How do you find engineers in a hyper-comeptitive market? - real4real

my company's looking for an engineer for what seems to me like a dream job.  Very early startup but has paying customers, solid funding, and already profitable.  Great pay.  Working with smart people. Really interesting problems from both a UI and computational perspective.  But we can't find engineers to even listen to our offer.  Anyone have creative ideas to find engineers?
======
Glyptodon
You must be doing something wrong.

The question is what is it that you're doing wrong.
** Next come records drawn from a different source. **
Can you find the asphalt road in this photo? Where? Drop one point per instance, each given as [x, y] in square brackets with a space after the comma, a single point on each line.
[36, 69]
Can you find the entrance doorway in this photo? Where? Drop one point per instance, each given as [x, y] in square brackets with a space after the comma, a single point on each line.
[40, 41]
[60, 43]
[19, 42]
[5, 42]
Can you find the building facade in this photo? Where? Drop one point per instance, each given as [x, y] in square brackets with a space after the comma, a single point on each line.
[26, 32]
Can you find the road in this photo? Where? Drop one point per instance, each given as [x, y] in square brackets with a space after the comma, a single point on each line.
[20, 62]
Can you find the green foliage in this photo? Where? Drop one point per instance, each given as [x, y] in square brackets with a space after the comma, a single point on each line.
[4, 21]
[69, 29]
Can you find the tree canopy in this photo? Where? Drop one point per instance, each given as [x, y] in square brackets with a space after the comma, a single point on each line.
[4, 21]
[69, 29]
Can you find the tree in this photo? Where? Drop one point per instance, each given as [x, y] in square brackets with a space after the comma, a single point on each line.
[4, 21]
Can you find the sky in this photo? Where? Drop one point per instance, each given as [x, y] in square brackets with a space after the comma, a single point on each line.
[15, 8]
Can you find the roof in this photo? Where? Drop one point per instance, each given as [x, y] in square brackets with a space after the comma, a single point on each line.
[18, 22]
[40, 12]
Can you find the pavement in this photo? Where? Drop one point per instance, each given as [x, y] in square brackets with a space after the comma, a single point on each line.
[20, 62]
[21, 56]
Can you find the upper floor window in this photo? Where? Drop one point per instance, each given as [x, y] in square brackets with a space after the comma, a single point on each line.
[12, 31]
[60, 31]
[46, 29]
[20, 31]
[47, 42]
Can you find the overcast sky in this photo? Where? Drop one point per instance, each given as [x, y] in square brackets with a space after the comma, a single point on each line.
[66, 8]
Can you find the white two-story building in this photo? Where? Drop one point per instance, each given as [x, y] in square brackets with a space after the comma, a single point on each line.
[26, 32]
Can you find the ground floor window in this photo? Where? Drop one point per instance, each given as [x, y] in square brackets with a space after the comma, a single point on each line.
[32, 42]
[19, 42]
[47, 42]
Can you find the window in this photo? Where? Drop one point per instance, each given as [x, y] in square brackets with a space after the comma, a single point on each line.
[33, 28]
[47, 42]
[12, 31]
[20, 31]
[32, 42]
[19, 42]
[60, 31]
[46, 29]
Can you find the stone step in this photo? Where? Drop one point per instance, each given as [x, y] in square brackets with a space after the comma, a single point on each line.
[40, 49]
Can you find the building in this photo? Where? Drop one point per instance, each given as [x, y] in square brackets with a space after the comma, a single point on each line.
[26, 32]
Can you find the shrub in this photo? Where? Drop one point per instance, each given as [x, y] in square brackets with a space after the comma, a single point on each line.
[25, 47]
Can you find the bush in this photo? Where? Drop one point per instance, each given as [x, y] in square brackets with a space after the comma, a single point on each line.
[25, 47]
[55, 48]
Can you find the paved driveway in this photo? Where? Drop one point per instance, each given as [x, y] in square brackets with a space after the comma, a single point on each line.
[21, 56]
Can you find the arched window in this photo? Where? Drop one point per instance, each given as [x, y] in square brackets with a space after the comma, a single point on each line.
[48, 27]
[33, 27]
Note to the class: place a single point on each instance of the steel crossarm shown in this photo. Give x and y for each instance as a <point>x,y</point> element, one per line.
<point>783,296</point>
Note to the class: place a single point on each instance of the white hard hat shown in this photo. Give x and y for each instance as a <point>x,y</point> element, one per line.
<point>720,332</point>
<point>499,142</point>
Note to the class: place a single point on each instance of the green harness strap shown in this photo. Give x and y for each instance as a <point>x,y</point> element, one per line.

Possibilities that spring to mind are numerous. You could be over-targeting,
or mis-targeting. Or maybe there's something in your ads or company website
that is somehow a warning signal.

------
logn
Do you expect your customers to all be within a 10-mile radius of your
offices? No? Don't expect the same from your workers. Hire remote staff.

------
codeonfire
It's great that your startup is doing well, but hardly any good engineer wants
to be an employee any more than you do. Would you work at a startup where an
engineer/founder is your boss just because their business is doing well and
THEY are making a profit?

Lets stop this interesting problem bullshit that is repeated over and over.
Engineers are not stupid.

------
bradleyjg
Did you see the recent article titled "Benefits Matter"? Some things to think
about from that post, and the responses to it:

What are work hour expectations like, and how are you communicating them?
Vacation, sick time, child care, personal time policies? Healthcare, dental,
retirement? Is the pay really great, or great for a start-up?

------
NonEUCitizen
The pay must not be great enough, and the problems not interesting enough.

------
spinlocked
what does your job ad wording look like?